According to data compiled by The Washington Post, police across the country killed nearly 1,000 people in shootings last year.
The number of officer-involved fatal shootings rose slightly in 2017, with 987 people killed last year; about two dozen more than the 963 shot and killed the year before.
A report in The Hill goes on to note that “minority males were shot and killed at a disproportionately higher rate than white males.”
But comparing the racial composition of those killed with the overall racial composition of the United States is misleading. The media’s unspoken assumption is that police killings should match America’s overall demographic statistics. However, not all people are equally likely to come into confrontation with the police.
An article in the National Review used an example from Michigan State University researcher Joseph Cesario, who noted that an officer is not as likely to shoot the cashier selling him a cup of coffee as he is to shoot a citizen with an outstanding warrant he has just pulled over.
Other examples make it clear that race demographics can change wildly, depending on circumstances. For instance, black people, who constitute about 13 percent of Americans, make up 1.4 percent of doctors, 38 percent of barbers, and 16 percent of cooks. They account for 14 percent of pedestrian fatalities and 74.4 percent of NBA players but just 8 percent of NPR newsroom employees.
The media wants Americans to believe that race is the single most important and predictive element of fatal encounters between police and civilians. However, this is simply not true. With a few exceptions, violent criminal attacks are the best predictor of whom police might shoot in America.

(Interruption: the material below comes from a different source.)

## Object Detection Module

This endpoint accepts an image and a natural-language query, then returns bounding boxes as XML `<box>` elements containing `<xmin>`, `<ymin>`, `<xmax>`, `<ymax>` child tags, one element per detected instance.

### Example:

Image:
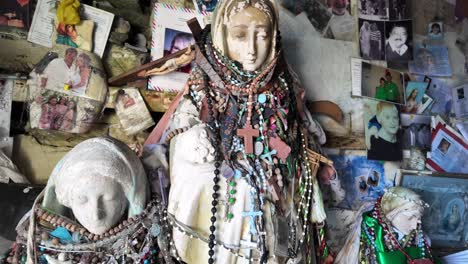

Even the Post itself pointed out in 2015: “In 74 percent of all fatal police shootings, the individuals had already fired shots, brandished a gun or attacked a person with a weapon or their bare hands.”
It’s also important to note that police don’t typically initiate their contact with the person who is shot. Three-quarters of fatal encounters start with someone contacting police and reporting the suspect, the National Review report noted. Further, more than half of the unarmed people killed by police suffered from mental-health issues, drug intoxication, physical disability, or some combination of those issues.
Mainstream news outlets are known to conflate correlation and causation in their efforts to sell ads by sparking outrage in readers. But what they really do is foment racial discord and stir up unwarranted hatred of law enforcement.
“Our officers are in 1.5 million volatile encounters a year, so shooting someone is an incredibly rare event,” Los Angeles Police Department Assistant Chief Michel Moore told The Post. “Yet we pull each instance apart and see what factors might have played a role and train our officers to make that rare event even more rare.”